Coronavirus, reale epidemia o macchinazione?
27 febbraio 2020

In molti si chiedono, da più di un mese, se il Coronavirus sia stato causato, come sostengono alcune fonti cinesi, da un animale, oppure tale virus sia stato prodotto in laboratorio, e, se è così, per quale motivo. Un mio caro professore di economia sosteneva che ogni cinquantanni è necessaria una guerra per decimare la popolazione mondiale, in quanto la sua crescita eccessiva crea povertà e la vita economica si imbatte in grandi difficoltà che ostacolano il suo sviluppo.
La ricostruzione delle città, in seguito allo scoppio di una guerra, e la conseguente diminuzione della popolazione globale, a causa delle morti che la guerra causa, fanno ripartire l’economia. Di tanto in tanto, nel corso della storia, l’adozione di un piano Marshall viene ritenuto necessario.

Si parte dal presupposto che siamo in troppi nel mondo e che tante sono le problematiche per riuscire a contenere una popolazione sempre più in crescita, considerato che ognuno, visto il benessere galoppante, vuole raggiungerlo a tutti i costi. Migrazioni di popoli, inquinamento globale, carestie, calamità, guerre di religione, fanno pensare che siamo in tanti e che stiamo impazzendo. Certo una guerra sarebbe devastante, considerato gli armamenti ed allora bisogna creare “di nascosto” un motivo per decimare la popolazione, senza ricorrere a strategie militari, suffragate dalla politica: ed ecco, allora, un virus letale, che si diffonda rapidamente e che possa decimare e sterminare intere popolazioni.
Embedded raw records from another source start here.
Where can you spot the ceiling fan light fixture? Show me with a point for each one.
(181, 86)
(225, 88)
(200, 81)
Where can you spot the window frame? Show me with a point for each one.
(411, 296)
Dovrà essere un virus che difficilmente si debelli, anzi tale per cui si trovi la cura almeno dopo un anno, tempo necessario affinché il processo di sterminio si compia nel migliore dei modi. Una guerra silenziosa, per la quale il ricorso alle armi non è necessario e, soprattutto, non sono necessarie strategie militari sorrette fa fasulle diplomazie. Una volta decimata la popolazione mondiale ecco che l’economia riparte, magari ridisegnata dalle grandi potenze mondiali, le quali risvegliano i mercati che ritrovano linfa vitale nel processo di ricostruzione. Tutto a tavolino? Oggi come oggi, tutto è possibile. Per il momento, rimangono opinioni, pareri, ma le popolazioni sono davvero impazzite e con esso l’intero pianeta che inizia a dare segnali di cedimento. Intanto, a noi poveri esseri umani rimane come unica arma il sapone e qualche mascherina, con la speranza di non rientrare tra quelli, i quali da questo virus saranno sterminati.